Bei der Bemessung des tatsächlichen Werts der Kommanditanteile im Zeitpunkt der mündlichen Verhandlung vor dem Berufungsgericht ist die zwischenzeitlich eingetretene Insolvenz der Schuldnerin zu berücksichtigen. Die Anleger können aufgrund der – selbst im Anfechtungsfall – nicht rückwirkend zu beseitigenden gesellschaftsrechtlichen Beteiligung ihre Einlage nicht zurückfordern, sondern allein an einem etwaigen Überschuss nach Abschluss des Insolvenzverfahrens partizipieren (§ 199 Satz 2 InsO). Der Wert ihrer jeweiligen Beteiligung an der Schuldnerin entspricht damit der Höhe eines nach § 199 Satz 2 InsO zu erwartenden Überschusses. Angesichts der vom Kläger gemäß § 208 Abs. 1 InsO angezeigten Masseunzulänglichkeit ist davon auszugehen, dass die Anleger einen solchen Überschuss nicht zu erwarten haben, ihre Beteiligungen an der Schuldnerin mithin wertlos sind.
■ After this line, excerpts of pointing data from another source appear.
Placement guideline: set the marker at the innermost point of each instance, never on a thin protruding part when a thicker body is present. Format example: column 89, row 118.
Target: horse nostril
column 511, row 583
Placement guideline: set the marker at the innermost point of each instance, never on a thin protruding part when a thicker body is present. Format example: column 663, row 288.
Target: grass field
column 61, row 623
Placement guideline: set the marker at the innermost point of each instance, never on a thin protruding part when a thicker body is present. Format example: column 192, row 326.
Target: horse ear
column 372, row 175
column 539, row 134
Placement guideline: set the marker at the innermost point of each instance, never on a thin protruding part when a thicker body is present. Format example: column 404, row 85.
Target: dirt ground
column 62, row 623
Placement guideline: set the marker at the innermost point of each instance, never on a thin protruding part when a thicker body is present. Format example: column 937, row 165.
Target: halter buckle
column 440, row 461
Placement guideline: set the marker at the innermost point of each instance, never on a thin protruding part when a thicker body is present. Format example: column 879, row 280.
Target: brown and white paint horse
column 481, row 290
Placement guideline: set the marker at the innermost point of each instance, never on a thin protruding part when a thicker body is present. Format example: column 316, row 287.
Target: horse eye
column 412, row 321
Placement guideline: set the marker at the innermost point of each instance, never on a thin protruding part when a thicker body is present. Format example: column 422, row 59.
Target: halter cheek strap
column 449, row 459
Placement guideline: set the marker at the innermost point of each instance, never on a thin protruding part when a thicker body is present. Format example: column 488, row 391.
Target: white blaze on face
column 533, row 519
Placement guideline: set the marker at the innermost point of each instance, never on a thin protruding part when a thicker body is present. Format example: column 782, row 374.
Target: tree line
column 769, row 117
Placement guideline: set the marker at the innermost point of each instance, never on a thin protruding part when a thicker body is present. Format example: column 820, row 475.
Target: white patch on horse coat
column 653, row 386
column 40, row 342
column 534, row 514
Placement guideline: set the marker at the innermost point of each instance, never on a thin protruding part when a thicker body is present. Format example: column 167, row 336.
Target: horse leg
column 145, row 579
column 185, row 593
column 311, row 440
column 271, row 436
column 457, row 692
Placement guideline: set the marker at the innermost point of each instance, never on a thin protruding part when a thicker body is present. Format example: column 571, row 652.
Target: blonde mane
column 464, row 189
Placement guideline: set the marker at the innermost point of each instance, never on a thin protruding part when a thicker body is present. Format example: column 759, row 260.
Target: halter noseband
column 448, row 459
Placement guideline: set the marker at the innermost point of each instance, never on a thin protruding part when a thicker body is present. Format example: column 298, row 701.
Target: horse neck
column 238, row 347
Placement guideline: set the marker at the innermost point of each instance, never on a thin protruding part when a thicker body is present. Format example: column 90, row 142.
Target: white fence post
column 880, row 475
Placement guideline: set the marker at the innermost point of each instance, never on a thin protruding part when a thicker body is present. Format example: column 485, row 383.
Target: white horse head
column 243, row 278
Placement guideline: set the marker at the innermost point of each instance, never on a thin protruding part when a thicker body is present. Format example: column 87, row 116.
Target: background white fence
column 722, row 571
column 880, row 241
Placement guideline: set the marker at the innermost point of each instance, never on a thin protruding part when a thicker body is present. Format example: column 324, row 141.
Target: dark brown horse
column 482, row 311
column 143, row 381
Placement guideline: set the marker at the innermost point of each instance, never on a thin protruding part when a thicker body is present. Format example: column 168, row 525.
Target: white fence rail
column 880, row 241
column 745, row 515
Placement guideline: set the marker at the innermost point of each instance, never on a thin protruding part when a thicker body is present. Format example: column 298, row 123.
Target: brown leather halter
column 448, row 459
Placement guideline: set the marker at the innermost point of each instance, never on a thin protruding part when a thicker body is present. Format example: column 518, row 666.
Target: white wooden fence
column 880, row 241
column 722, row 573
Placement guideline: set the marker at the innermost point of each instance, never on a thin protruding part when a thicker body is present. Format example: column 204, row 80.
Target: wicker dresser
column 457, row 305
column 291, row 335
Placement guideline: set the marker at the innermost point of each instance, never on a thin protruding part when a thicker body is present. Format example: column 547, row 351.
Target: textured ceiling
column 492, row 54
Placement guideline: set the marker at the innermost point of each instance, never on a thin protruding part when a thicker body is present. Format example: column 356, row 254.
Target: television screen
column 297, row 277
Bei der Bemessung des hypothetischen Werts der Kommanditanteile ist darauf abzustellen, wie sich die Fondsgesellschaft ohne die – unterstellte – Pflichtverletzung der Beklagten entwickelt hätte, sei es, dass sie hätte fortgeführt werden können, sei es, dass es – wie die Beklagte vorgetragen hat – auch in diesem Fall zur Insolvenz der Fondsgesellschaft gekommen wäre.
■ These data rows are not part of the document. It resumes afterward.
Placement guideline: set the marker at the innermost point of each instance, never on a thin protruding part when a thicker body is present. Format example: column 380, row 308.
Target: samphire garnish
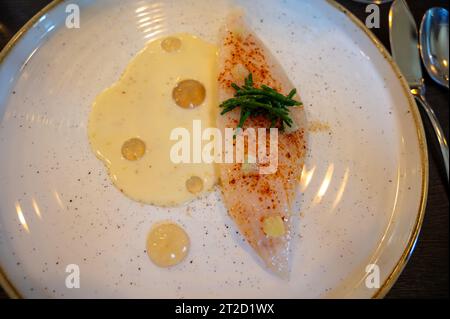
column 264, row 101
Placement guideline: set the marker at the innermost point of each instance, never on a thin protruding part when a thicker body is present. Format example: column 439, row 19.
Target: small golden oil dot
column 194, row 185
column 189, row 94
column 133, row 149
column 171, row 44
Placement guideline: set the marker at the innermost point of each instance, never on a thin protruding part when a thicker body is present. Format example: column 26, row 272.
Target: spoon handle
column 437, row 128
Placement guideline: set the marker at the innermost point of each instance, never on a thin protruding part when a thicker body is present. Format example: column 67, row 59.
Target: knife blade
column 405, row 42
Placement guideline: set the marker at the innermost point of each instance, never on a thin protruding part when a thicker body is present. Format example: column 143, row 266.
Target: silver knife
column 405, row 51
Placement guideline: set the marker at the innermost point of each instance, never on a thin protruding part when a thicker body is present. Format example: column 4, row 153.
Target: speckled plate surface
column 364, row 185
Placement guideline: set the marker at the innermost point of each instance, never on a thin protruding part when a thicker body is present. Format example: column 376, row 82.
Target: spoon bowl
column 434, row 44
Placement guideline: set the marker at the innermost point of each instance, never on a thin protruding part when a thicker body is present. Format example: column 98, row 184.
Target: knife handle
column 437, row 127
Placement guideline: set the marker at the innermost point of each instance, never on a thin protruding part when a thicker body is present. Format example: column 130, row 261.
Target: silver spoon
column 434, row 44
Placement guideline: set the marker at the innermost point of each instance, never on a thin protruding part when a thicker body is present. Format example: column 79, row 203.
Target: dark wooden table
column 426, row 275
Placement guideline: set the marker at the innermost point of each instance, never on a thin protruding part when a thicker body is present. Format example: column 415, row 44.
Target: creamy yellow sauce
column 167, row 244
column 131, row 122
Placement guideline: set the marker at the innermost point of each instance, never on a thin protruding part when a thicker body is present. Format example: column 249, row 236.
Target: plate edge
column 404, row 258
column 400, row 265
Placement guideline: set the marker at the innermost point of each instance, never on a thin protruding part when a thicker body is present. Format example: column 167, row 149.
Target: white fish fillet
column 252, row 198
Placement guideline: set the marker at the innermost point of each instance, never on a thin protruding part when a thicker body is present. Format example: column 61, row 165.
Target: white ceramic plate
column 364, row 186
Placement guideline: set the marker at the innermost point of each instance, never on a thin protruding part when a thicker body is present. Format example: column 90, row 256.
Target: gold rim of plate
column 400, row 265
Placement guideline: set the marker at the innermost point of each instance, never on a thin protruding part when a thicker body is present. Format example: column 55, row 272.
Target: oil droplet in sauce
column 194, row 185
column 189, row 94
column 171, row 44
column 133, row 149
column 167, row 244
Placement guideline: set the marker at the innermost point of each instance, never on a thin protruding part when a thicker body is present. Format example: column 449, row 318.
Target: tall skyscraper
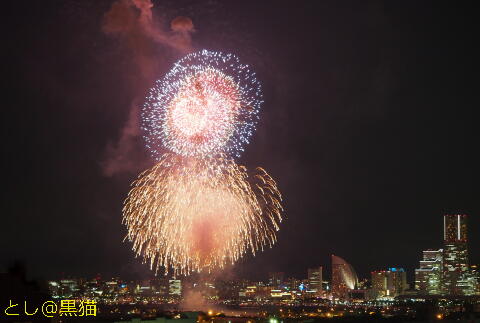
column 428, row 278
column 315, row 280
column 275, row 279
column 455, row 255
column 389, row 283
column 175, row 287
column 344, row 277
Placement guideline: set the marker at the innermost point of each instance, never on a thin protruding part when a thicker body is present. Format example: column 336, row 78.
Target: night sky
column 369, row 126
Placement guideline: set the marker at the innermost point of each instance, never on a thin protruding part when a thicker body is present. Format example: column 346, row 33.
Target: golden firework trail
column 192, row 214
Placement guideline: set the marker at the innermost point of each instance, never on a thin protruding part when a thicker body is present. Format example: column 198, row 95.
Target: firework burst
column 206, row 104
column 197, row 214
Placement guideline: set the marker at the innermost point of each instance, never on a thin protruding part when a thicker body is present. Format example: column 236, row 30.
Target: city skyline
column 368, row 126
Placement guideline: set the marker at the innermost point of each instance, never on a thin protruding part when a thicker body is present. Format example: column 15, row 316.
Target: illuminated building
column 389, row 283
column 275, row 279
column 455, row 255
column 428, row 277
column 175, row 287
column 344, row 277
column 315, row 280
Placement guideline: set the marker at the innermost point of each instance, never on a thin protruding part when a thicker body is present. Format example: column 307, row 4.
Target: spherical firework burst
column 198, row 214
column 207, row 104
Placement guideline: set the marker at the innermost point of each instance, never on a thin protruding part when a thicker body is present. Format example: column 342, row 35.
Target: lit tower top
column 455, row 228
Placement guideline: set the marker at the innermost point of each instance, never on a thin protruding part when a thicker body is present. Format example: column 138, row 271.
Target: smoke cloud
column 132, row 23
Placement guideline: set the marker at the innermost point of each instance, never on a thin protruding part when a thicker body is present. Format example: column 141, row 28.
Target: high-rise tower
column 455, row 254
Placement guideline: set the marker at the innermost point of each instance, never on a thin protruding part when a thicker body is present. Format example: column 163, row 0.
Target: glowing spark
column 197, row 214
column 207, row 104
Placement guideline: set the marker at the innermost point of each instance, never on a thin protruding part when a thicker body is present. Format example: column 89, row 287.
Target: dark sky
column 369, row 126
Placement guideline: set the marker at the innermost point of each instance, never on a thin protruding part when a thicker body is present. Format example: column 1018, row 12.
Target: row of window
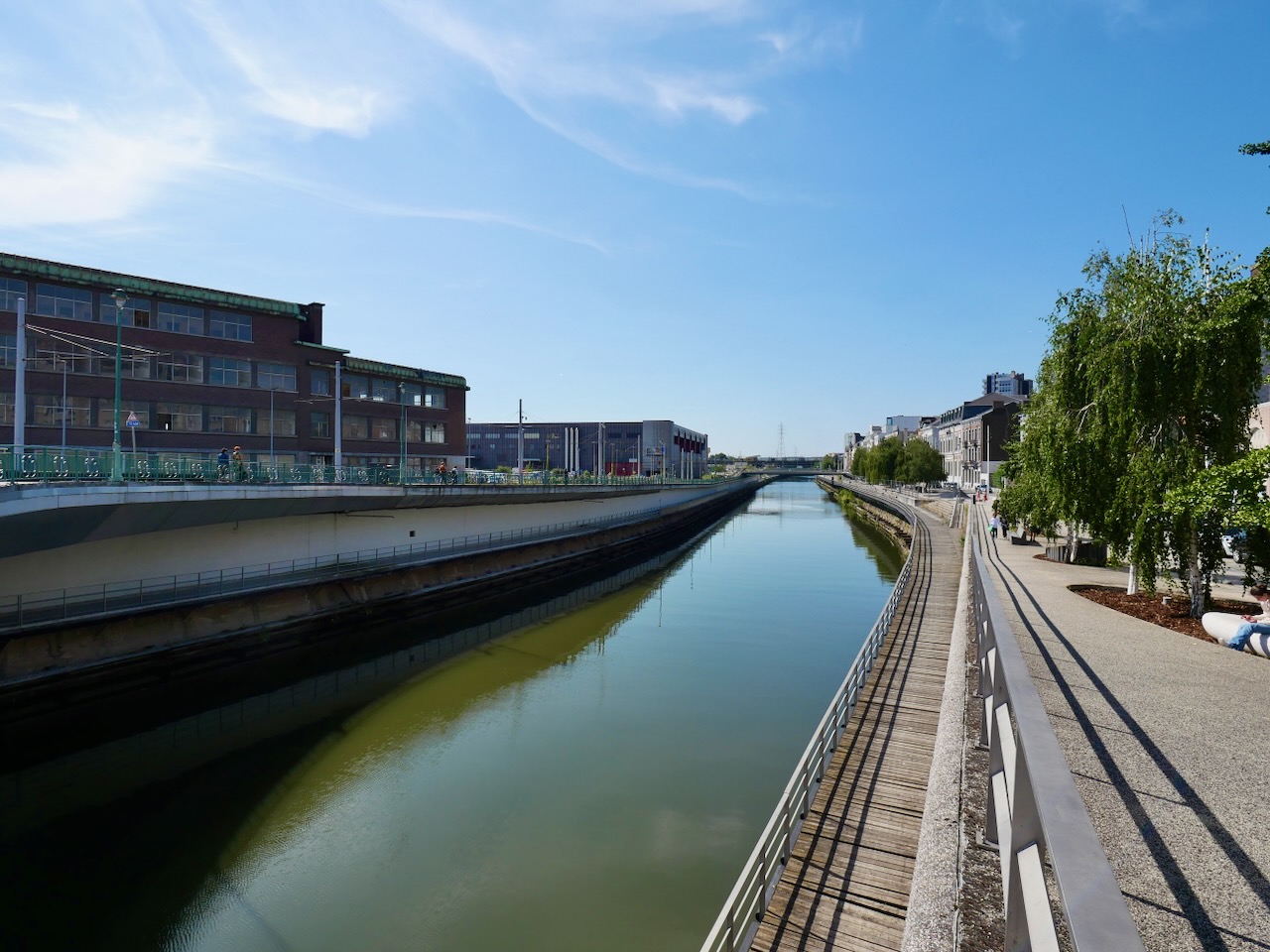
column 53, row 356
column 610, row 435
column 48, row 411
column 77, row 304
column 389, row 391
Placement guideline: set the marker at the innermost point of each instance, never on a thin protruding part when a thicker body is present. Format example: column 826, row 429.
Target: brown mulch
column 1151, row 608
Die sich aus dem Vergleich des hypothetischen Werts mit dem tatsächlichen Wert der Kommanditanteile ergebende Differenz stellt den Schaden des (jeweiligen) Anlegers dar. Er ist in dem Vermögen des Anlegers entstanden. Nach den vorstehenden schadensrechtlichen Grundsätzen ist er allein durch Leistung an den Anleger auszugleichen.
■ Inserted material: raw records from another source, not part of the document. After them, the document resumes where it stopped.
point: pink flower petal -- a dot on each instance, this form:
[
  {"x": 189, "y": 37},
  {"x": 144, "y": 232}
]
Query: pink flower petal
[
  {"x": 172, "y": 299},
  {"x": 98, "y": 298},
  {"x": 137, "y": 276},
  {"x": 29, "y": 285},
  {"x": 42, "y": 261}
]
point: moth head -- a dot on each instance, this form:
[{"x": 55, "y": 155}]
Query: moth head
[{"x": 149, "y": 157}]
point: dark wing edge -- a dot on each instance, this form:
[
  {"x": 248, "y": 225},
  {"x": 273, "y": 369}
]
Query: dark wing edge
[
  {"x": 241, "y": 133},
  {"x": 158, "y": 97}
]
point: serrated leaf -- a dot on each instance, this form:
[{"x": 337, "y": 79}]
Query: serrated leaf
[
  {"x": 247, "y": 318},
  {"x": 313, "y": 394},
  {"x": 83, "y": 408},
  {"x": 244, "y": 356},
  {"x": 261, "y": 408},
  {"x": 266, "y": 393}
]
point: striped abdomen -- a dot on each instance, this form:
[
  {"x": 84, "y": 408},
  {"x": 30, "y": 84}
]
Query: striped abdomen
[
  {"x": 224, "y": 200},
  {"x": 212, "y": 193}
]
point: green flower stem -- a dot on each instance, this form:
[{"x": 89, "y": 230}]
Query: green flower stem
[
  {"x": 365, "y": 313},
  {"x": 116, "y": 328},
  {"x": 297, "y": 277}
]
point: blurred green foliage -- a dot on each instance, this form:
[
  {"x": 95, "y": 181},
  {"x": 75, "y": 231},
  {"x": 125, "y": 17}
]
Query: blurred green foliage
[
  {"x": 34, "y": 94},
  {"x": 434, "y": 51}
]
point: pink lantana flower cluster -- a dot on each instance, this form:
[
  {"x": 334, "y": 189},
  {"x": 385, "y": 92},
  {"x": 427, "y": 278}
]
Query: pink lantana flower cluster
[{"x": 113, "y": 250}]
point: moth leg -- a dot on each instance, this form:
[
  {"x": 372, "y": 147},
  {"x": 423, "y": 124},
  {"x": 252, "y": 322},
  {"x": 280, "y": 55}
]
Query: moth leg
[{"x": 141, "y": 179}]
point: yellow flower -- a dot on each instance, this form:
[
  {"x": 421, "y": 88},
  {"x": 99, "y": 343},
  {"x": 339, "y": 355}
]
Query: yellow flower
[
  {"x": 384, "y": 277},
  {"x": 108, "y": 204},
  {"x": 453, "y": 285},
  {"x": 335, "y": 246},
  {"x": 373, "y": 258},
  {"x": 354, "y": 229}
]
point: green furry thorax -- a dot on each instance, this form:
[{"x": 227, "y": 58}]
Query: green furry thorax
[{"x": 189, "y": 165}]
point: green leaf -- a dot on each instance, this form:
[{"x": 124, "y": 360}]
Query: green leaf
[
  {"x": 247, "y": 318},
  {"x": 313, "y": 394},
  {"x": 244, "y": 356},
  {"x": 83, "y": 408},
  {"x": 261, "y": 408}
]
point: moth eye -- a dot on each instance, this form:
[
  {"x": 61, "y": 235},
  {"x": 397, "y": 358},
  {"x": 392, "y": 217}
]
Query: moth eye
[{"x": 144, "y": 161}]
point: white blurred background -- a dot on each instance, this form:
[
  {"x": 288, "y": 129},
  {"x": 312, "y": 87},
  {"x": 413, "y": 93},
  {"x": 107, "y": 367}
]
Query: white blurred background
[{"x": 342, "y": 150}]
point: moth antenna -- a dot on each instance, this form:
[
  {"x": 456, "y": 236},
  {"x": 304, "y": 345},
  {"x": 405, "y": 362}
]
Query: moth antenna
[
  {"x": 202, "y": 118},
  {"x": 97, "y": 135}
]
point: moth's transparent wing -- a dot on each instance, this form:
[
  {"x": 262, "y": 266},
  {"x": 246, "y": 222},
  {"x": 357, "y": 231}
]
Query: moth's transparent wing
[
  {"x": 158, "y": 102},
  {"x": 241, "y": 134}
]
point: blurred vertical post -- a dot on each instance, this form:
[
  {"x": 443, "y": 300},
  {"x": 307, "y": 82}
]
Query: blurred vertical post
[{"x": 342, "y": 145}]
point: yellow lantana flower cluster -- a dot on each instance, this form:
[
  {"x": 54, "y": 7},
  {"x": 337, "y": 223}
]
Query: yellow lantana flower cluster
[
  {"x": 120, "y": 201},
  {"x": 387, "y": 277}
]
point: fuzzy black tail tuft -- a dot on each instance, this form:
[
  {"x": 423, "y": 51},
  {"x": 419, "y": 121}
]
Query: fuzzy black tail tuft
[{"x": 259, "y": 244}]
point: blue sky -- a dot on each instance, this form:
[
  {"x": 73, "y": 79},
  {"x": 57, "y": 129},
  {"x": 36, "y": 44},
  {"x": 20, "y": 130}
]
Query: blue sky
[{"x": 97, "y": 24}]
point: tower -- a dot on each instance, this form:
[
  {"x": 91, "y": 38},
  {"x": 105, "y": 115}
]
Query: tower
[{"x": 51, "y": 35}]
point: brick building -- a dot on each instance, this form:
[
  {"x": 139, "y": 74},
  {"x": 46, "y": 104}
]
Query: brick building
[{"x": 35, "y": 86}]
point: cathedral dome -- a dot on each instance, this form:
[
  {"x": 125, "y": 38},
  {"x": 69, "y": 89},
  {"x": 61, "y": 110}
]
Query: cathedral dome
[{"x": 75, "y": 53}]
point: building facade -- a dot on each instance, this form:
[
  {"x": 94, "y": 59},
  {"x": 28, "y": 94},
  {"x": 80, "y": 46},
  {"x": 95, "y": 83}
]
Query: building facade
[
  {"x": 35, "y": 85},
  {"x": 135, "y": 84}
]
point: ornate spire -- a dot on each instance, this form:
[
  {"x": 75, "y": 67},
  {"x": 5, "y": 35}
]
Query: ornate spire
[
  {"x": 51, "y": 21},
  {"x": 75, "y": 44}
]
Dem damit grundsätzlich auf Leistung an ihn selbst gerichteten Anspruch des Anlegers stehen weder schadensersatzrechtliche noch gesellschaftsrechtliche Gesichtspunkte entgegen oder solche, die sich aus der vertraglich festgelegten Drittbegünstigung ergeben.
Das Berufungsgericht hat den von ihm bestimmten Inhalt des Anspruchs der Kommanditisten auf Wiederauffüllung des Einzahlungskontos damit begründet, dass die Kommanditisten nicht besser gestellt werden sollten als sie ohne die Pflichtverletzung der Beklagten stünden. Sie hätten dann keinen Anspruch auf Rückzahlung ihrer Einlage.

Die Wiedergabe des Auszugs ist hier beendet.